Наркоман – нагл, агрессивен, в раскуморе – кипяток. Все ему не так и не эдак. Тюремщики это знают и в камеру для усиления психологического процесса сажают наркоманов. Начинается ад – драки по пустякам, ночные вскакивания, долгие стучания и скрежет зубами во сне. В трезвости, наступающей обычно через месяц, бесконечные разговоры о травке и жратве. Бенедикт Спиноза не описал наркоманное рабство, самое, пожалуй, низкое – сплошь из оголенных страстей и физиологии. Такого он не знал.
Почва наркомании – армия, сеть ПТУ, психбольницы, партийная запрограммированность молодежных интересов. Наркомания подобна грибковой плесени – врезается и охватывает все новые и новые венцы, калеча и кроша весь дом. Китайцы издавна торговцев наркотиками убивают беспощадно и скармливают их свиньям вперемешку с другой дохлятиной.

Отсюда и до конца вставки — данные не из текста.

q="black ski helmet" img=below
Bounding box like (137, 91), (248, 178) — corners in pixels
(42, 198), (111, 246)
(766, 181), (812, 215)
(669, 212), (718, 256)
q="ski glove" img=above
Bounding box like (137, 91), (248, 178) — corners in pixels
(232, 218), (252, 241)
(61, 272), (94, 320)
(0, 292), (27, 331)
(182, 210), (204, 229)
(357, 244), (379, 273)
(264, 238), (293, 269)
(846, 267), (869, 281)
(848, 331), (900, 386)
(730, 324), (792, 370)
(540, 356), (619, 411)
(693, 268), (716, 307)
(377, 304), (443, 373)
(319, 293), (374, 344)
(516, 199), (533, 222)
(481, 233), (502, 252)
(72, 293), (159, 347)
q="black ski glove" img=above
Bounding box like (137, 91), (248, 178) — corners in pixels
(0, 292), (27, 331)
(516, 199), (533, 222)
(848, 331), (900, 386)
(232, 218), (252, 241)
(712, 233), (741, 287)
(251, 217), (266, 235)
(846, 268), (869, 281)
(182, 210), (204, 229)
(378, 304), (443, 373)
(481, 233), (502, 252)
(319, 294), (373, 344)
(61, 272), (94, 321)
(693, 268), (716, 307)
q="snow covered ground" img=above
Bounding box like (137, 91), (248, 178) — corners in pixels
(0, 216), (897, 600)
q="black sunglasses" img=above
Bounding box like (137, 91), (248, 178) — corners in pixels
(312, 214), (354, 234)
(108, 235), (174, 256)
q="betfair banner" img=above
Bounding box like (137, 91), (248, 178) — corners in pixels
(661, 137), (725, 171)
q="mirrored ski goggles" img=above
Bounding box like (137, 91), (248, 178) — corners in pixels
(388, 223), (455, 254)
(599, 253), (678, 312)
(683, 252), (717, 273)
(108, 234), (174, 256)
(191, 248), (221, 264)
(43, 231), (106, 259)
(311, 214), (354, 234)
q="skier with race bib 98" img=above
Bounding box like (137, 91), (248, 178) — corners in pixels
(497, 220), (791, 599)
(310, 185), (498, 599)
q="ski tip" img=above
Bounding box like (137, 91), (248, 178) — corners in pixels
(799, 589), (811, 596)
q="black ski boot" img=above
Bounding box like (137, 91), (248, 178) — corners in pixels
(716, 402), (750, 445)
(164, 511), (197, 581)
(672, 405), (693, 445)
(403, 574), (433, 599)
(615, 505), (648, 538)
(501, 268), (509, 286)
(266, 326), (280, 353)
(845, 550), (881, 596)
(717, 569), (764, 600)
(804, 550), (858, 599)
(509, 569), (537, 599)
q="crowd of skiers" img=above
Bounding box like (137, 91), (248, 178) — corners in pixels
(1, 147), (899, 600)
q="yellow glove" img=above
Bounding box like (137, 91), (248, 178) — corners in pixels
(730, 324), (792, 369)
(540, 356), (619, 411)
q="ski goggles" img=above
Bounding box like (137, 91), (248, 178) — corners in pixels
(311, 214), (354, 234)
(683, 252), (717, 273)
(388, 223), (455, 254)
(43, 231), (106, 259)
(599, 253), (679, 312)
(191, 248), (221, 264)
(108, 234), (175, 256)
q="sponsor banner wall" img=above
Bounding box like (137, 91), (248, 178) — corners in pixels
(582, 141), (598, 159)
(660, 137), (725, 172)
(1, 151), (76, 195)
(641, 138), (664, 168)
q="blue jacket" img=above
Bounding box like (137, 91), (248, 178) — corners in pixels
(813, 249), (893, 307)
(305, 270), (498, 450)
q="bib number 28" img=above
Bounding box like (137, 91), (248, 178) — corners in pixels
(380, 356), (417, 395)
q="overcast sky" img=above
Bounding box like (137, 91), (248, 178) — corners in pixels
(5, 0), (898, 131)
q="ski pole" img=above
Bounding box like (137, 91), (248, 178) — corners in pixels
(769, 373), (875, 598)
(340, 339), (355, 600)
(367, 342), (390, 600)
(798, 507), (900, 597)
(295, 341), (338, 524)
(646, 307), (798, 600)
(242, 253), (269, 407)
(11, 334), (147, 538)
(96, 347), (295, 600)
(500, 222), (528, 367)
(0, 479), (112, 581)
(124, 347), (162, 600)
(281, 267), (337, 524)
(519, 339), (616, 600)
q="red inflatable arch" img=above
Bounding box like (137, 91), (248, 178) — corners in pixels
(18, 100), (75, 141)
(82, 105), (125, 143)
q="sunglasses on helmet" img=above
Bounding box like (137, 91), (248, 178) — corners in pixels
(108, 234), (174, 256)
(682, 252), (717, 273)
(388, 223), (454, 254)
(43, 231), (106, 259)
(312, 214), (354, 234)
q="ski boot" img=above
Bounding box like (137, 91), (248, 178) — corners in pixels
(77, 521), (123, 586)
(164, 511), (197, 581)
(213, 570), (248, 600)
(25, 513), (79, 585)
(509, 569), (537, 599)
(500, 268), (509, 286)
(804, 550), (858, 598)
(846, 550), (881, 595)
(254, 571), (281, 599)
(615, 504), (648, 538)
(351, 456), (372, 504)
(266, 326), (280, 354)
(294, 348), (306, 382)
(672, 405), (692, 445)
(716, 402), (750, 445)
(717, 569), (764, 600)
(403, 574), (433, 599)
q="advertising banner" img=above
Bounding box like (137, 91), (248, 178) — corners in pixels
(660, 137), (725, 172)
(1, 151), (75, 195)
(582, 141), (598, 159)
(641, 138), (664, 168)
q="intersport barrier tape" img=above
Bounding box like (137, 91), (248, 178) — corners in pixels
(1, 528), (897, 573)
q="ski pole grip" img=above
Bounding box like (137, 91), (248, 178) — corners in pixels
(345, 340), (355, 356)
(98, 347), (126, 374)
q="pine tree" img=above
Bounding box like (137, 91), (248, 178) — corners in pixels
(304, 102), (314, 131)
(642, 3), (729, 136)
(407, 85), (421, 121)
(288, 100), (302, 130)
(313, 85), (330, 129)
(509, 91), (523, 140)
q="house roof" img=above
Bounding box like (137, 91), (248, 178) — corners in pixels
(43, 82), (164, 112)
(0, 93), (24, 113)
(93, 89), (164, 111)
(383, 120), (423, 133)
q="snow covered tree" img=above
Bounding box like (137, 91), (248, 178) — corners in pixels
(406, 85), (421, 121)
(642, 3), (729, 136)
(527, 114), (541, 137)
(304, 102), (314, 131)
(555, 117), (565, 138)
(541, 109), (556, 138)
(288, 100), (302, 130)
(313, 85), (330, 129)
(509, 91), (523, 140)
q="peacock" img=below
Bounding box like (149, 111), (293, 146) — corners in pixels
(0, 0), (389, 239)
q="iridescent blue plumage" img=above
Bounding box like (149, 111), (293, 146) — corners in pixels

Челябинская наркозона на станции Бокал помещена внутри зоны общего режима. Зона в зоне. Зэки зэкам перекидывают наркотики из перелета в перелет. Убить время – главное в жизни зэка и за любой наркотик он готов пойти на что угодно. Лагеря в Союзе для удобства управления располагают гирляндами. Это также выгодно поставщикам наркотиков. К примеру, на станции Лена в Усть-Куте торговец сорвет солидный куш – группа зэков, отбывших срок в зоне Якурима, приобретя травку, доставит ее в Подымахинскую наркозону. Другая, устроившись в Ленское пароходство, завозит на танкерах, баржах в якутские, магаданские, чукотские зоны. Осенью из таежных районов идут мотки бинтов, пропитанных маковым молоком. Мак начали сеять народы, находящиеся на грани исчезновения – кеты, эвены, негидальцы, ульчи. В далекой, таежной Сибири РОВД обзаводятся специалистами по борьбе с наркоманией.
«Я почти всегда в кайфе, а в промежутках – работа, поиски наркотика и “ломка”. Наркотик – это паук. У меня была галлюцинация: мне постоянно снился огромный тарантул, который разрывал темноту и вползал в меня. Я никогда не мог дождаться, пока он весь вползет, и открывал глаза. Я боюсь людей, боюсь их взглядов. Боюсь девушек, они какие-то неземные! У меня были знакомые девчонки, которые за укол готовы на все, но это скотины. А эти, нормальные… Интересно, о чем можно с такой поговорить? Я существо из другого мира, из мира привидений и грез, где все неестественно и ирреально. Каждый наркоман когда-то доходит до “золотого укола”, после которого – смерть. Вот это и есть жертва. Сам себя принес в жертву. Я тоже когда-нибудь дойду до “золотого”. Говорят, что это – наивысший кайф. Посмотрим». Так описал свою судьбу в «Комсомольской правде» от 20 марта 1990 года один из морфинистов-анашистов.